Di sebuah halaman rumah panggung di pedalaman Kabupaten Gowa, berdiri menyaksikan pria tua mengenakan songkok tobone, dengan sebilah badik terselip di pinggangnya. Di hadapan seorang tamu yang dihormati, dia mulai mengucapkan kata-kata yang tidak hanya terdengar, tapi juga terasa. Suaranya menggema, dadanya ditepuk, dan matanya menyala penuh semangat. Inilah Angngaru—lebih dari sekadar pertunjukan, ini adalah sumpah sakral, warisan suku Makassar yang bertahan dari zaman kerajaan hingga era digital.
Jejak Sejarah Angngaru: Dari Medan Perang ke Panggung Kehormatan
Angngaru diyakini berakar sejak masa kerajaan Gowa-Tallo, sekitar abad ke-14. Kala itu, para prajurit kerajaan melakukan ritual sebelum berangkat ke medan perang. Ritual ini bukan sembarang salam perpisahan; ia adalah janji dalam bentuk syair, kadang diakhiri dengan tindakan ekstrem seperti menggoreskan badik ke dada sendiri sebagai bentuk kesiapan mengorbankan nyawa demi tanah air dan raja.
Menurut Dr. Salim Mattulada, seorang antropolog Sulawesi Selatan, "Angngaru merupakan refleksi nilai siri’ na pacce yang tak bisa ditawar. Ia bukan hanya sumpah setia, tetapi juga pernyataan harga diri."
Isi Angngaru: Bukan Sekadar Kata, Tapi Kode Kehormatan
Syair Angngaru biasanya diucapkan dalam bahasa Makassar kuno dan penuh metafora. Berikut salah satu penggalan yang saya dokumentasikan:
“Naia aku tobarani, nakullei lino, napare’ ri gurutta, ri tomatingi.”

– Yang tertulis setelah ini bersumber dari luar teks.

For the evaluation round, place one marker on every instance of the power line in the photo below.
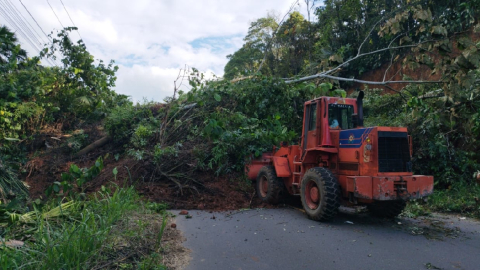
(21, 23)
(27, 31)
(71, 20)
(4, 12)
(23, 30)
(25, 19)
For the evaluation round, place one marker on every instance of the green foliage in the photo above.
(74, 180)
(123, 121)
(10, 185)
(86, 234)
(460, 197)
(78, 140)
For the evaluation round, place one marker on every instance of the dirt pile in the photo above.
(207, 191)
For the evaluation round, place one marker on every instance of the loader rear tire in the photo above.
(320, 194)
(269, 187)
(387, 209)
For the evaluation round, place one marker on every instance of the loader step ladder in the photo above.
(297, 173)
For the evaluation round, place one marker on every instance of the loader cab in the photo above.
(324, 114)
(340, 116)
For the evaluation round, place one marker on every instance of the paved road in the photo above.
(286, 239)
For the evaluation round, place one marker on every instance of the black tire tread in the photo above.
(332, 194)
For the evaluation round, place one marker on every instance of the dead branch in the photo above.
(322, 75)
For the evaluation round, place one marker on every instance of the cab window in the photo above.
(312, 121)
(340, 116)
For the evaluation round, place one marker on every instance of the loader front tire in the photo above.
(269, 187)
(320, 194)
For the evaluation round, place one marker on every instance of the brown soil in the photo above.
(208, 192)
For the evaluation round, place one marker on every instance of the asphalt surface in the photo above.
(286, 239)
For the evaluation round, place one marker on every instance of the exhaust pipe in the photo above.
(360, 108)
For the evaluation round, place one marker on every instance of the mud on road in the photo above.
(285, 239)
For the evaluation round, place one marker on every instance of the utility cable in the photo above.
(16, 23)
(27, 29)
(16, 17)
(15, 26)
(31, 27)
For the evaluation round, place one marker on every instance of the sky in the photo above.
(150, 41)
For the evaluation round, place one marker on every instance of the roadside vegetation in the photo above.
(109, 229)
(214, 126)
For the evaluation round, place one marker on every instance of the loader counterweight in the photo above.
(370, 165)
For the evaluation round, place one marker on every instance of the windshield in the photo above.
(340, 116)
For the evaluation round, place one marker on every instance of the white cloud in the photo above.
(151, 40)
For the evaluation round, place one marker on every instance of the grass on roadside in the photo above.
(462, 198)
(111, 230)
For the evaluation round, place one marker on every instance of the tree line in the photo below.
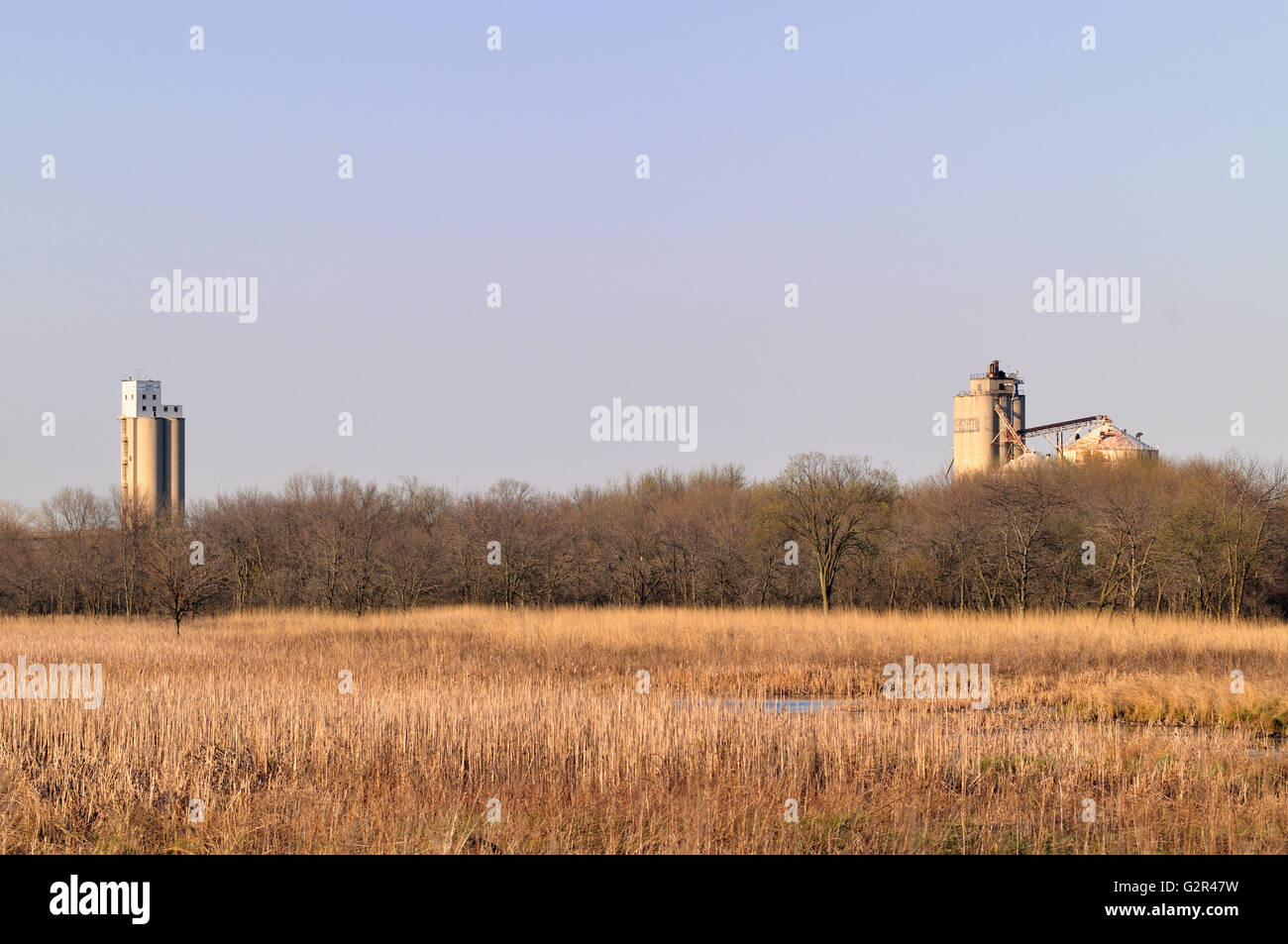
(1203, 537)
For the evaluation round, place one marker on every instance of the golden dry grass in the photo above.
(539, 708)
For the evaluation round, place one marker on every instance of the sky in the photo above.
(516, 166)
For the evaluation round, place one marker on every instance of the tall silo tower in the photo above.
(986, 419)
(153, 450)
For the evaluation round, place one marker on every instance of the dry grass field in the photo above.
(539, 710)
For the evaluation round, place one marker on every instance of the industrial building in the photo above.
(991, 432)
(153, 447)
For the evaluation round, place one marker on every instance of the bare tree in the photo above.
(183, 575)
(835, 505)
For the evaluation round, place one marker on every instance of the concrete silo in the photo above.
(153, 451)
(987, 416)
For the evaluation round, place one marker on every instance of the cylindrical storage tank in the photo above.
(176, 483)
(150, 463)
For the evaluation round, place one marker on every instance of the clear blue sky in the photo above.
(518, 167)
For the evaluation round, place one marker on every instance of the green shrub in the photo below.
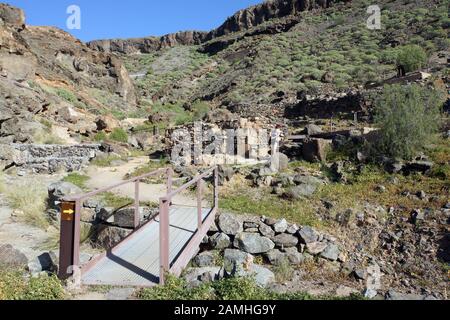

(Akulah pemberani, tidak gentar hidup maupun mati, tunduk pada guruku dan pemimpinku.)
Pementasannya diiringi gerak tubuh yang teatrikal, seringkali disertai detak kaki menghentak bumi, sebagai simbol kesiapan mempertahankan kehormatan meski harus berakhir dengan darah.
Kesaksian: Di Balik Semangat, Ada Luka yang Nyata
Pada 29 Oktober 2024, sebuah insiden tragis yang terjadi kepada seorang pemuda bernama Fajar (18 tahun) di Kabupaten Pangkep, Sulawesi Selatan. Fajar meninggal dunia setelah secara tidak sengaja tertusuk badik saat melaksanakan tradisi Angngaru dalam acara pernikahan sepupunya.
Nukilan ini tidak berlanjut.